Actually, I already knew the flatmate because I had chatted with him online prior to moving to Austin. I’d been a busy little bee before arriving, and had even made plans to attend my first orgy before I was even living in the city. The orgy happened on my third weekend, but I’m not sure when I would have actually met up with Roman if he hadn’t coincidentally also been living with my first backseat fuck (in Austin).
With Roman I explored the gay scene, and I’ve got to admit, while I was enthralled by the sex that practically landed in my lap, the scene itself didn’t appeal to me from the very get go. The problem was that for whatever reason I was under the impression that being gay meant I had to be a part of the scene. As usual, I had several groups of friends, but Roman became my best friend and I spent a significant amount of time with him and the gay friends I met by hanging out with him.
All too often I would grudgingly go out to 4th Street—where the majority of the gay bars were—with them and get shwasted to cope. That’s not to say that I didn’t have fun, but I just never really felt fully comfortable in the scene. It was just, well, too gay.
I started to doubt myself. Maybe I had made a mistake? If being gay meant being in the scene, then maybe I wasn’t really gay, as I thought in high school. Wouldn’t mom just be pleased. Except whoops, I just fucked another guy and came all over his chest, which was fucking hot…
I found myself once again living in a world that didn’t seem right, conflicted with my own sexuality in that world. I really didn’t care much for a lot of the people that surrounded me in the gay world, but rather than simply stop hanging out I did the opposite because of Roman.
Did I mention that in addition to being my best friend, he was also the first man I fell in love with? If spending time with him meant spending time with the rest of them, then so be it. The tangled webs we weave for ourselves for love, eh?

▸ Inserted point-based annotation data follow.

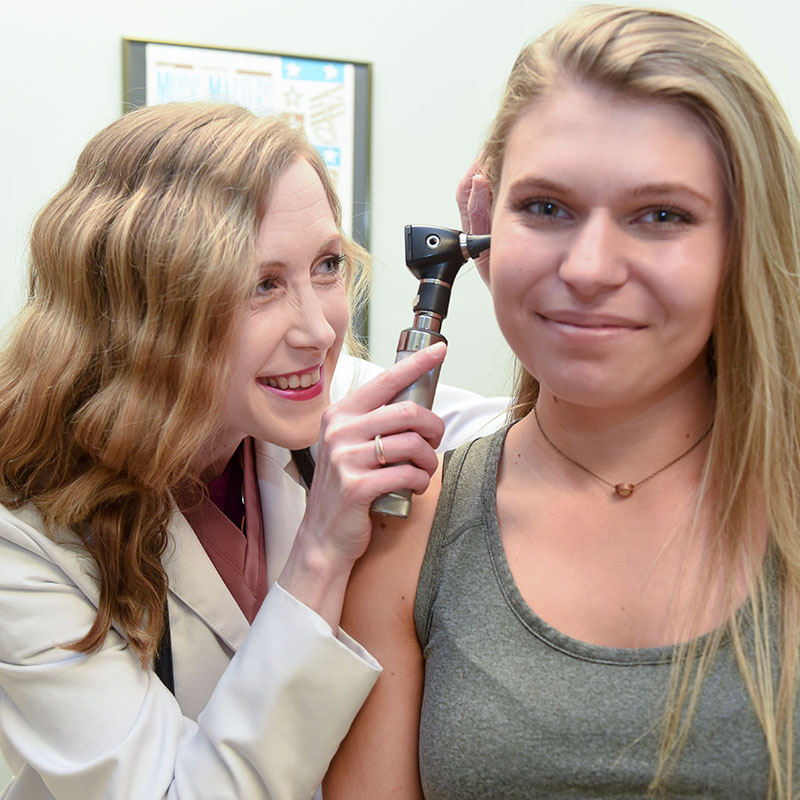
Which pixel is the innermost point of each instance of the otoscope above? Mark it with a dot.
(434, 255)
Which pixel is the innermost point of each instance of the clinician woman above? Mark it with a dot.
(188, 304)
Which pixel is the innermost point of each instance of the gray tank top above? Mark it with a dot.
(513, 708)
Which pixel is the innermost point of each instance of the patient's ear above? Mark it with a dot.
(479, 213)
(474, 198)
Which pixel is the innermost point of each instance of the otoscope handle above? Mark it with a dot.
(398, 504)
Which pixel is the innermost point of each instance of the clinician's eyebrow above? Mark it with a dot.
(334, 243)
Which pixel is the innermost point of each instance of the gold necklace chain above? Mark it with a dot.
(622, 489)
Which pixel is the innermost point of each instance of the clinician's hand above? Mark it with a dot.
(337, 526)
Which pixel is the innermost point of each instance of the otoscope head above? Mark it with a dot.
(435, 255)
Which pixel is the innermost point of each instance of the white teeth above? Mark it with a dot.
(294, 381)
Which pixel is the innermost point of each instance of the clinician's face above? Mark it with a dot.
(288, 338)
(609, 237)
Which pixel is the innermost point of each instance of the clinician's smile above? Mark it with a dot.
(294, 380)
(304, 385)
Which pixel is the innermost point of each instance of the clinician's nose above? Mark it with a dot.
(310, 327)
(595, 260)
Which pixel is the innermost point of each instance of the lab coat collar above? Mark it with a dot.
(195, 581)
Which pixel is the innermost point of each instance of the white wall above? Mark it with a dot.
(438, 71)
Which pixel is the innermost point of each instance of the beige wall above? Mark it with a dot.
(438, 71)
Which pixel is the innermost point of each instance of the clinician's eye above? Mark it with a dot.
(265, 286)
(330, 267)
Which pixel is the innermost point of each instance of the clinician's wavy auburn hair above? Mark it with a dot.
(110, 385)
(754, 457)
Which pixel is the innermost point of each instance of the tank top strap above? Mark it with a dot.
(468, 483)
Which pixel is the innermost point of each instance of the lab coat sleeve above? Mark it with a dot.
(99, 726)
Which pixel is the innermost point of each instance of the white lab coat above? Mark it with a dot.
(259, 710)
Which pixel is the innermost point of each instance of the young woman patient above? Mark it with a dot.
(606, 600)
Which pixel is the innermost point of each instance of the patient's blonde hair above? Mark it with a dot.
(754, 357)
(110, 385)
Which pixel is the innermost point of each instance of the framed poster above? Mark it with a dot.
(328, 99)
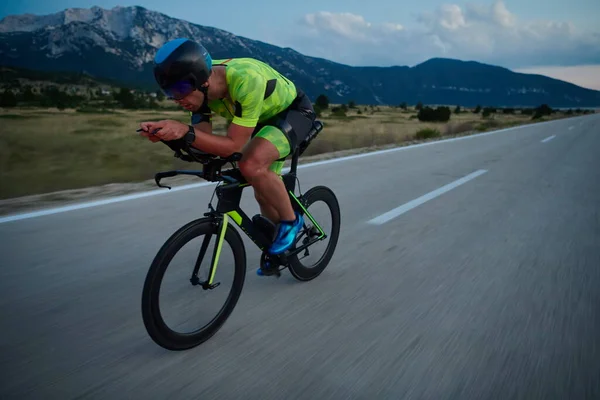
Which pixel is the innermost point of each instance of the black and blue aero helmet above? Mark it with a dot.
(181, 63)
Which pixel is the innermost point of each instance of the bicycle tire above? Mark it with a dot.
(318, 193)
(155, 325)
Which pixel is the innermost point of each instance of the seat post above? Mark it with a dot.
(294, 165)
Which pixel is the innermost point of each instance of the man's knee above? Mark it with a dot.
(257, 159)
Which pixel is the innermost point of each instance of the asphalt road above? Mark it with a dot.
(487, 289)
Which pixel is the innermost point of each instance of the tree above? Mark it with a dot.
(440, 114)
(8, 99)
(322, 102)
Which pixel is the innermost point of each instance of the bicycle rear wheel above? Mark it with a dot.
(311, 231)
(207, 229)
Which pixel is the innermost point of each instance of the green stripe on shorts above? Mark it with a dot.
(278, 138)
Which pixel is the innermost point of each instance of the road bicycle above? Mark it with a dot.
(217, 222)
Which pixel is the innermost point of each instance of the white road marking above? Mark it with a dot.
(383, 218)
(549, 138)
(116, 199)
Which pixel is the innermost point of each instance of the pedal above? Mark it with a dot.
(268, 267)
(265, 225)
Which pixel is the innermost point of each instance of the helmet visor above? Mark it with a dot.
(179, 90)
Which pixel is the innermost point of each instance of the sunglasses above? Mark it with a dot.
(179, 90)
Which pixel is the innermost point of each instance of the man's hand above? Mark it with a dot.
(165, 130)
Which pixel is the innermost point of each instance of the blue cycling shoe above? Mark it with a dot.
(286, 235)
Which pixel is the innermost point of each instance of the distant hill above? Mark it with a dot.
(118, 45)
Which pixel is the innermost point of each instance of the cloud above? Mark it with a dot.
(484, 32)
(583, 75)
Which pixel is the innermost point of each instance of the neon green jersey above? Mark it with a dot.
(258, 92)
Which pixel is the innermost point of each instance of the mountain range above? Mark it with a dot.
(119, 44)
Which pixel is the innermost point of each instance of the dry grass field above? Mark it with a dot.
(46, 150)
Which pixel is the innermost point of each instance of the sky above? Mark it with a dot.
(556, 38)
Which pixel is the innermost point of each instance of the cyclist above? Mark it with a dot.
(268, 117)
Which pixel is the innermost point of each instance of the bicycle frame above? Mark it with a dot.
(228, 206)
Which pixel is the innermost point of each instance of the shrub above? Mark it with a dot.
(427, 133)
(440, 114)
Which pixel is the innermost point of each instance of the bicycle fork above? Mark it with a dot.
(208, 284)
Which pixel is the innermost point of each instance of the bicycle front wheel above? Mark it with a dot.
(198, 277)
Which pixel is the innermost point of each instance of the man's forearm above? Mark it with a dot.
(215, 144)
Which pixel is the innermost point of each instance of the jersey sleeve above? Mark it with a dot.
(247, 92)
(201, 115)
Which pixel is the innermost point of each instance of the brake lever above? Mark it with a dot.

And for a while everything went smoothly. I managed to find some sort of odd balance with this world that didn’t seem like mine. Roman and I even got together for some time, but it didn’t last long at all. After years of friendship, we only managed to stay boyfriends for a month before the glasses lost their rosy shade. After that, we drifted apart, and, with the exception of a few people I had become close to (one of whom is still one of my dearest friends) I stopped hanging out with that group of friends. On rare occasions I would still go out to 4th Street with a couple other friends, but I can probably count on two hands the number of times I was there in the year after I excused myself from that circle and the year I was back in Austin after spending time in Europe.
And for the year-and-a-half I was in Europe, I all but abstained from the gay scene. I still hooked up with guys, usually over the internet or through friends, but when it came to going out with friends, I seldom ventured into a strictly gay club. I still partied, I still drank and I still did (probably more than) my fair share of drugs, I just did them other places that weren’t as flamboyant. I did still go to gay saunas to fuck, though. And to enjoy the sauna, of course.
It was in Europe where I was able to separate the lifestyle from the sexuality, to see that the one does not define the other. Now it seems so obvious that the two do not define each other, but still many of us perceive it that way, for a variety of reasons. I’m not knocking the lifestyle, I think it’s great that it’s there for those who feel at home in it. Hell, I’m even thankful for my experiences with the lifestyle, it helped shape who I am and opened my eyes to many things. In the words of Edith Piaf, je ne regrette rien.
But I’m also glad that I’ve found myself outside of that lifestyle. Once I understood that the lifestyle and the sexuality were not mutually inclusive, I finally felt comfortable with my own sexuality. From that point on, everything was copacetic; there were no more pressing questions that needed to be answered.
At least until I realized I was bisexual, that is.